BULETIN AL-JAWAD [edisi ke-4/tahun x/jumadil awal - jumadil akhir 1421 hijriah]

JENJANG - JENJANG SPIRITUAL
Sebuah Pengantar Tentang Irfan

Seperti yang sudah saya jelaskan atau mungkin belum, bahwa setiap disiplin ilmu itu mempunyai istilah-istilah tersendiri yang mereka gunakan untuk mempermudah orang-orang yang akan atau sedang mendalami ilmu tersebut.

Dalam kajian tentang ‘irfan atau tasawuf juga ada beberapa istilah tasawuf yang mesti diketahui oleh orang yang ingin mempelajari tasawuf. Meskipun mengetahui istilah tidak berarti telah menguasai atau mengalami irfan.

Saya akan keluar sedikit dari tema pembicaraan. Pernah menantu Imam Khomeini bernama Sayyidah Fatimah Thabathaba’i - kalau tidak salah, dia seorang doktor dan dosen di sebuah Universitas Teheran - meminta kepada Imam Khomeini sebagai mertuanya, untuk mengajarkan filsafat.
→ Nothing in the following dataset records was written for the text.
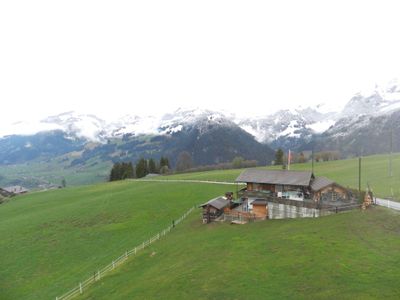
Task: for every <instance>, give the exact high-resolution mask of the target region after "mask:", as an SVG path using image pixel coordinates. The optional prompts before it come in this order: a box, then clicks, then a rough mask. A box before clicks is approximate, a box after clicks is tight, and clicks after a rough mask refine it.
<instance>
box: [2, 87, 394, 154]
mask: <svg viewBox="0 0 400 300" xmlns="http://www.w3.org/2000/svg"><path fill="white" fill-rule="evenodd" d="M398 110H400V81H399V80H392V81H391V82H389V83H388V84H387V85H384V86H375V87H374V89H372V90H370V91H363V92H359V93H357V94H355V95H354V96H353V97H352V98H351V99H350V100H349V102H348V103H347V104H346V105H345V106H344V108H343V109H342V110H341V111H337V112H332V111H329V110H327V109H325V108H324V107H323V105H317V106H315V107H312V108H296V109H290V110H289V109H286V110H280V111H278V112H275V113H272V114H268V113H265V114H264V115H261V116H254V117H246V118H243V117H242V116H240V115H234V114H232V113H226V112H215V111H212V110H206V109H195V108H180V109H178V110H175V111H172V112H169V113H166V114H164V115H162V116H142V115H136V114H128V115H126V116H124V117H122V118H120V119H118V120H117V121H114V122H106V121H105V120H102V119H100V118H98V117H96V116H94V115H91V114H80V113H75V112H67V113H62V114H60V115H55V116H51V117H48V118H45V119H42V120H40V121H36V122H32V121H30V122H26V121H25V122H19V123H15V124H13V125H12V126H11V127H9V128H2V131H1V132H0V136H1V135H3V136H4V135H7V134H17V135H18V134H19V135H22V134H25V135H32V134H35V133H38V132H42V131H51V130H61V131H63V132H64V133H65V134H66V137H67V138H71V139H73V138H77V139H86V140H88V141H94V142H98V143H106V142H107V140H109V139H113V138H122V137H126V136H139V135H143V134H145V135H175V134H178V133H180V132H182V131H185V130H189V129H190V128H193V127H196V128H197V129H199V133H200V134H201V133H204V132H206V131H207V130H208V129H209V128H211V127H215V126H221V127H226V128H227V127H235V126H239V127H240V128H241V129H243V130H245V131H246V132H248V133H250V134H251V135H252V136H254V138H255V139H256V140H257V141H258V142H260V143H266V144H270V145H271V146H273V148H278V147H281V148H285V149H288V148H290V149H297V148H301V147H302V146H303V145H304V144H308V143H309V142H310V141H311V140H312V139H313V138H314V137H315V136H318V135H321V134H323V135H324V136H329V138H331V139H332V138H335V137H338V136H345V135H349V134H351V133H352V132H353V131H354V130H355V129H357V128H362V127H365V126H368V124H369V123H370V119H371V118H384V117H385V116H387V115H390V114H392V113H393V112H396V111H398Z"/></svg>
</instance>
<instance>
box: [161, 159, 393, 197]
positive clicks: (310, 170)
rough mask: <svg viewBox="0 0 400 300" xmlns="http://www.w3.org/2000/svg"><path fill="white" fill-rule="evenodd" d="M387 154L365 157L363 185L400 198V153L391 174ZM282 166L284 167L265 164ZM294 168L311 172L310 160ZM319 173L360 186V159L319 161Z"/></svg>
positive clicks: (209, 176)
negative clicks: (358, 171)
mask: <svg viewBox="0 0 400 300" xmlns="http://www.w3.org/2000/svg"><path fill="white" fill-rule="evenodd" d="M388 166H389V158H388V156H387V155H373V156H366V157H363V158H362V173H361V188H362V189H365V188H366V187H367V184H369V185H370V186H371V187H372V189H373V190H374V192H375V193H376V195H378V196H380V197H386V198H387V197H392V196H394V197H395V198H396V199H400V185H399V182H400V154H394V155H393V176H391V177H390V176H389V171H388ZM264 168H268V169H279V168H281V166H272V167H264ZM291 170H301V171H303V170H307V171H311V163H304V164H292V165H291ZM242 171H243V169H235V170H218V171H208V172H196V173H186V174H176V175H170V176H162V177H157V178H156V179H163V180H168V179H193V180H218V181H230V182H232V181H234V180H235V179H236V178H237V176H239V174H240V172H242ZM314 173H315V175H316V176H326V177H329V178H331V179H332V180H335V181H336V182H338V183H339V184H341V185H343V186H345V187H352V188H355V189H358V158H354V159H345V160H336V161H328V162H319V163H315V164H314Z"/></svg>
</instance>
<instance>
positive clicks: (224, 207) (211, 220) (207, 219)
mask: <svg viewBox="0 0 400 300" xmlns="http://www.w3.org/2000/svg"><path fill="white" fill-rule="evenodd" d="M229 205H230V201H229V200H227V199H225V198H224V197H217V198H214V199H211V200H210V201H208V202H206V203H204V204H202V205H200V207H202V208H203V223H210V222H211V221H213V220H215V219H216V218H218V217H219V216H220V215H222V213H223V212H224V208H225V207H229Z"/></svg>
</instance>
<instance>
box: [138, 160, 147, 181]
mask: <svg viewBox="0 0 400 300" xmlns="http://www.w3.org/2000/svg"><path fill="white" fill-rule="evenodd" d="M148 173H149V172H148V164H147V160H146V159H144V158H141V159H140V160H139V161H138V162H137V163H136V177H137V178H142V177H144V176H146V175H147V174H148Z"/></svg>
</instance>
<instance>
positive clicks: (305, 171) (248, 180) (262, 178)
mask: <svg viewBox="0 0 400 300" xmlns="http://www.w3.org/2000/svg"><path fill="white" fill-rule="evenodd" d="M312 177H313V174H312V172H308V171H288V170H260V169H247V170H244V171H243V172H242V173H241V174H240V175H239V177H238V178H236V182H254V183H269V184H284V185H298V186H308V185H310V181H311V178H312Z"/></svg>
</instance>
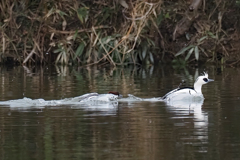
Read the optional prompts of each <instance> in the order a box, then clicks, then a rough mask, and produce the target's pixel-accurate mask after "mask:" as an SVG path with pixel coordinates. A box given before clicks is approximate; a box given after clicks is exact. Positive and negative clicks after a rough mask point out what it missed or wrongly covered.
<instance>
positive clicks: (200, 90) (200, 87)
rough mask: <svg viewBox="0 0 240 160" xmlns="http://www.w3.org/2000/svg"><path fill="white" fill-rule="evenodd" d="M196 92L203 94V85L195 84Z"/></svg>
mask: <svg viewBox="0 0 240 160" xmlns="http://www.w3.org/2000/svg"><path fill="white" fill-rule="evenodd" d="M194 90H195V91H196V92H197V93H199V94H202V85H201V84H197V83H195V84H194Z"/></svg>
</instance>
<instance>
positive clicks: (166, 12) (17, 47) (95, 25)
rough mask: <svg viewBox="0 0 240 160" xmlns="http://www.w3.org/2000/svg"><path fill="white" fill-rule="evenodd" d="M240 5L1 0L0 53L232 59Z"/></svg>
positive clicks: (162, 57)
mask: <svg viewBox="0 0 240 160" xmlns="http://www.w3.org/2000/svg"><path fill="white" fill-rule="evenodd" d="M239 9H240V1H224V0H210V1H205V0H187V1H179V0H171V1H164V2H163V1H161V0H160V1H159V0H148V1H141V0H130V1H126V0H111V1H105V0H93V1H87V0H83V1H76V0H70V1H66V0H59V1H56V0H47V1H43V0H41V1H29V0H21V1H14V0H3V1H1V2H0V11H1V15H0V54H1V56H0V60H1V62H4V61H7V60H9V59H11V60H13V61H14V62H18V63H20V64H38V63H40V64H45V63H61V64H79V65H91V64H105V63H107V64H111V65H113V66H116V65H124V64H129V63H132V64H139V63H141V64H153V63H158V62H159V61H161V62H169V61H172V60H173V59H176V56H178V57H181V58H179V59H178V60H181V59H182V58H183V60H182V61H184V62H186V61H188V62H195V60H201V61H203V62H206V61H211V62H217V63H218V62H220V63H225V62H229V63H231V64H237V63H238V62H239V61H240V56H239V55H238V51H239V50H240V47H239V35H240V33H239V22H238V19H239V17H240V14H239ZM185 52H188V53H187V54H186V55H184V54H185ZM175 53H177V54H175ZM193 53H194V54H193ZM194 55H195V56H194ZM178 57H177V58H178Z"/></svg>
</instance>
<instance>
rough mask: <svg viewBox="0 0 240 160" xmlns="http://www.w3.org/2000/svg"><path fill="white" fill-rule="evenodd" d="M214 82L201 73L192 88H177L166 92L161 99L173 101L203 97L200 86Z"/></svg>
mask: <svg viewBox="0 0 240 160" xmlns="http://www.w3.org/2000/svg"><path fill="white" fill-rule="evenodd" d="M211 81H214V80H213V79H209V78H208V74H207V73H206V72H203V75H201V76H199V77H198V78H197V79H196V80H195V83H194V86H193V88H191V87H184V88H180V86H178V88H176V89H174V90H172V91H170V92H168V93H167V94H166V95H164V96H163V97H161V99H163V100H173V99H184V98H193V97H201V98H204V97H203V94H202V85H204V84H207V83H208V82H211Z"/></svg>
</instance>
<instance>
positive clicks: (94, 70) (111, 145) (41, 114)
mask: <svg viewBox="0 0 240 160" xmlns="http://www.w3.org/2000/svg"><path fill="white" fill-rule="evenodd" d="M205 69H206V70H208V73H209V76H210V78H213V79H214V80H215V81H214V82H213V83H211V84H210V83H209V84H207V85H205V86H203V94H204V97H205V100H204V102H203V103H202V104H194V105H192V104H191V105H190V106H188V105H182V108H181V107H174V106H168V105H166V104H165V103H163V102H119V103H118V105H117V106H114V107H113V106H111V105H107V104H106V108H91V107H89V106H82V105H67V106H63V105H62V106H44V107H36V106H35V107H26V106H24V105H23V106H21V107H9V106H1V107H0V142H1V149H0V159H64V160H65V159H134V160H135V159H239V158H240V147H239V145H240V126H239V121H240V118H239V114H240V105H239V104H240V85H238V84H239V80H240V69H232V68H225V69H222V70H218V69H217V68H215V67H208V68H205ZM203 70H204V69H181V70H173V69H171V68H164V67H150V68H135V67H132V68H115V69H110V68H74V67H73V68H71V67H70V68H69V67H43V68H23V67H12V68H4V67H2V68H1V71H0V72H1V79H0V84H1V87H0V90H1V93H2V94H1V97H0V98H1V101H6V100H12V99H21V98H23V97H28V98H33V99H35V98H43V99H46V100H51V99H61V98H67V97H75V96H79V95H82V94H85V93H89V92H98V93H107V92H108V91H109V90H117V91H119V92H121V93H122V94H123V96H125V97H126V96H127V94H133V95H135V96H139V97H145V98H151V97H160V96H162V95H164V94H165V93H166V92H168V91H169V90H171V89H173V88H175V87H177V86H178V85H179V83H180V82H181V80H185V81H186V82H185V85H190V86H191V85H193V83H194V80H195V78H196V77H197V76H198V75H199V74H200V73H201V72H202V71H203ZM178 105H180V104H178ZM194 107H195V108H194Z"/></svg>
Imam Khomeini menjawab dengan sebuah syair berbahasa Persia yang intinya, bahwa yang sekarang kamu ketahui ini, wahai Fatimah, adalah : fa, lam, sin, fa, ta saja (maksudnya falsafah). Jadi Anda hanya baru mengetahui kulit atau istilah-istilah filsafat saja. Anda belum memahami inti dari filsafat.

Dalam ‘irfan atau tasawuf; ada istilah-istilah yang digunakan untuk menjelaskan latihan-latihan ( riyadhah ) dan pengalaman-pengalaman spritual. Seseorang bisa saja menguasai istilah-istilah ‘irfan dan tasawuf tetapi belum tentu dia mengalami dan menjalankan riyadhah. Atau dengan kata lain, ada orang yang ahli tentang ‘irfan dan ada pula orang ‘arif atau shufi. Perbedaan ini muncul, diantaranya, karena istilah merupakan bagian dari ilmu hushuli sedangkan pengalaman-pengalaman spiritual adalah ilmu hudhuri. Syeikh Taqi Misbah Yazdi dalam menjelaskan kedua macam ilmu ini mengatakan, bahwa ilmu hushuli adalah ilmu yang diperoleh oleh seseorang melalui media atau perantara. Sedangkan ilmu hudhuri adalah ilmu yang diperoleh tanpa melalui media dan perantara. Meskipun demikian, bukan berarti istilah tidak diperlukan. Istilah perlu diketahui guna mempermudah penyampaian tentang sebuah ilmu pengetahuan, khususnya masalah Tasawuf. Al-Qusyairi, seorang tokoh sufi, dalam bukunya Risalah Al-Qusyairiyyah – sebuah buku yang menjadi referensi atau rujukan para sufi, baik Sunnah atau Syi’ah – mencantumkan istilah-istilah yang tidak bisa dipahami kecuali oleh orang yang belajar secara khusus tentang tasawuf. Ketika ditanya, Mengapa demikian ? Dia menjawab,”Saya sengaja sebutkan istilah-istilah ini supaya tasawuf itu tidak menjadi buku kacangan atau buku bacaan pengantar tidur.”. Oleh karenanya beliau sengaja menaruh istilah-istilah yang sulit supaya tidak semua orang membacanya dengan sendiri. Mesti ada seseorang yang menjadi pembimbing dalam memahami istilah-istilah tersebut, atau, paling tidak, seorang yang hendak membaca irfan, hendaknya memiliki dasar-dasar irfan dan filsafat yang cukup.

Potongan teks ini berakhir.